Call it, in a paraphrase of Lord Alfred Douglas, the messy affair in Iraq that dare not speak its name: debacle. The term here, whichever way you choose to play around with it, translates as digging a hole for yourself and, after a prideful display of your ability to shock and awe, refusing to acknowledge what pride often goeth before.

Last week, Alberto Fernandez, director of the office of public diplomacy in the Bureau of Near Eastern Affairs at the State Department, was compelled by his superiors to retract, and apologise contritely for, a statement he had made earlier in an interview on Al Jazeera in which he claimed that the United States, by going to war in Iraq, had acted with "arrogance and stupidity".

Clearly, Fernandez was not just articulating the sentiment of anti-war commentators, who from the outset had warned a clueless administration about the perils of the "day after", of the futility of trying to introduce Jeffersonian democracy to an ancient land whose social contradictions and cultural values Americans knew little about, but the sentiment of most people in the Arab world who now, after three years of continued conflict, fear the worst for Iraq.

"We are not looking for an exit strategy," Vice-President Dick Cheney told Time magazine recently. "We're looking for victory."

Stirring words that define the American administration's policy to "stay the course", not to "cut and run". But what would the consequences be for Iraq, indeed for the entire Arab world, if that policy were to be embodied in "stay and fail"?

The depth of the crisis in Iraq was suggested by a study released recently by the Johns Hopkins Bloomberg School of Public Health in Baltimore, in collaboration with the Al Mustansariah University in Baghdad, which estimated the death toll since the US invasion in March 2003 at 655,000.

Add to that the insecurity that ordinary Iraqis confront daily, with sectarian mayhem, wanton murder, arbitrary kidnappings, drive-by shootings, bombings in market places, attacks on houses of worship and news about open corruption in high places, with the most brazen example being the case, revealed in a 60 Minutes television report last Sunday, of the theft by former Defence Ministry officials, through fraudulent arms deals, of up to $800 million, out of a total of $1.2 billion meant to equip the Iraqi Army.

All that doesn't grab your attention because you have long since ceased to turn away in nauseated disbelief at the tragic mess in Iraq?
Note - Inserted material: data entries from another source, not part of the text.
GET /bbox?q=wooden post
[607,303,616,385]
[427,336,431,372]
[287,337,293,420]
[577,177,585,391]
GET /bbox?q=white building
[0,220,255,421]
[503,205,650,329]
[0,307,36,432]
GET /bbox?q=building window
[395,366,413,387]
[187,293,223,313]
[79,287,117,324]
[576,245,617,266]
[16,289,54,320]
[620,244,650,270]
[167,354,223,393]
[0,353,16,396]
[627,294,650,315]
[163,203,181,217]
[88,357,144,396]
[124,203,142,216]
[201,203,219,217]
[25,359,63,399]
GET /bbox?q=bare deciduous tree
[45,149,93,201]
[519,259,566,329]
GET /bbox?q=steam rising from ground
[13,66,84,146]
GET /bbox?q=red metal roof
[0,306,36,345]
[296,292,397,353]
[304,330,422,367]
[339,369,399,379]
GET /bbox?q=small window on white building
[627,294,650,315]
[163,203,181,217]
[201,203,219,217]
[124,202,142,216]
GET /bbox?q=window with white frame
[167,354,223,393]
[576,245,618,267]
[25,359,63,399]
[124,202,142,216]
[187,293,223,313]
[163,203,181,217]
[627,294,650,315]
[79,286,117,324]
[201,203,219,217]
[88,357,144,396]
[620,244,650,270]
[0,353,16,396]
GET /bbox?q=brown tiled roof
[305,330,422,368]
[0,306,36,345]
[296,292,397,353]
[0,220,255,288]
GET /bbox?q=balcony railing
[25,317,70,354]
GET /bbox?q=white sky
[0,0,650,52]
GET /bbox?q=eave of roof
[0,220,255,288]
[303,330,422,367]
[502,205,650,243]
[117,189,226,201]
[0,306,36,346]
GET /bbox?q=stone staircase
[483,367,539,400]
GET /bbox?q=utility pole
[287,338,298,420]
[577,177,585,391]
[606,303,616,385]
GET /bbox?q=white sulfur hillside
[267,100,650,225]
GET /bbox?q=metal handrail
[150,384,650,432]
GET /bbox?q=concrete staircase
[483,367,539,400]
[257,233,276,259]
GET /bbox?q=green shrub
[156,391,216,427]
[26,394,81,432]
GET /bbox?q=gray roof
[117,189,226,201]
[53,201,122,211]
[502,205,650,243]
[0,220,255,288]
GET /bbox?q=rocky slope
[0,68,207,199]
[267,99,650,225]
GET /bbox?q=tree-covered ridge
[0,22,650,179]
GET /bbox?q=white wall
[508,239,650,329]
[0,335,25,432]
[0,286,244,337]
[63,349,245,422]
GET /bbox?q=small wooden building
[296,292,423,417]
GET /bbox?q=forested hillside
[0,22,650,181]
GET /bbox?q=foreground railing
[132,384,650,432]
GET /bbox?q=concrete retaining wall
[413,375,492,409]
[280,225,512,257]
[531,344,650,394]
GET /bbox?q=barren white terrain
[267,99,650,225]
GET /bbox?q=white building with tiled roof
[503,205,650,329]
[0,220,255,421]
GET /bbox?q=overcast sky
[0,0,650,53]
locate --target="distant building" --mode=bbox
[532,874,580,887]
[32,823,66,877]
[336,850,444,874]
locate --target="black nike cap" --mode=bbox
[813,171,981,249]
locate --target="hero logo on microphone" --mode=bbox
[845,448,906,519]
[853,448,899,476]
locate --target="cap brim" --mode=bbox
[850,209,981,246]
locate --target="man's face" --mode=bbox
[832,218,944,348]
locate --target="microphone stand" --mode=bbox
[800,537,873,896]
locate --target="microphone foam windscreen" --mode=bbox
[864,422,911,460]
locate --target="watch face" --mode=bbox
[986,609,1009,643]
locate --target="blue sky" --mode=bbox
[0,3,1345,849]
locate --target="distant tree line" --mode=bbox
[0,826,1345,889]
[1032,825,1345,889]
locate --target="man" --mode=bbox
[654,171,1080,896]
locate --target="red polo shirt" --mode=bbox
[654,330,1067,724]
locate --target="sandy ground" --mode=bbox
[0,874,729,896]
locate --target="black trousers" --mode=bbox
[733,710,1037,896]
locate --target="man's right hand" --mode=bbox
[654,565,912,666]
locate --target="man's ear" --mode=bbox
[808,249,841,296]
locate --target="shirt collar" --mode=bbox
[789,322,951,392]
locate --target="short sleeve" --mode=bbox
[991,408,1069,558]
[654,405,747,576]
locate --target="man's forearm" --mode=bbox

Well, then, consider the apocalypse, the partition of the country.

In their public debate, Americans are now speaking openly of splitting that ancient land between the Tigris and the Euphrates into Shiite, Sunni and Kurdish entities, or statelets. The creation of modern-day Iraq by the British in the 1920s was a mistake to begin with, they argue.

Reversal of a dream

Were that to happen, it would be a disaster, not just for Iraq, but for the entire Arab world. For not only would the dismemberment of a major Arab country reverberate in the entire region, but it would represent a reversal, in these post-colonial times, of the dream of reason that had animated our national paradigm all these years.

A whole generation of Arabs have grown up over the last half century believing nothing was more rooted in their collective psyche, or more closely related to their quest for meaning, than the call for the unity of the Arab states.

Partitioning Iraq would, in effect, take Arabs back to the infamous Sykes-Picot Agreement, when colonial overlords whimsically determined the Arab people's national fate behind their back and against their pleas.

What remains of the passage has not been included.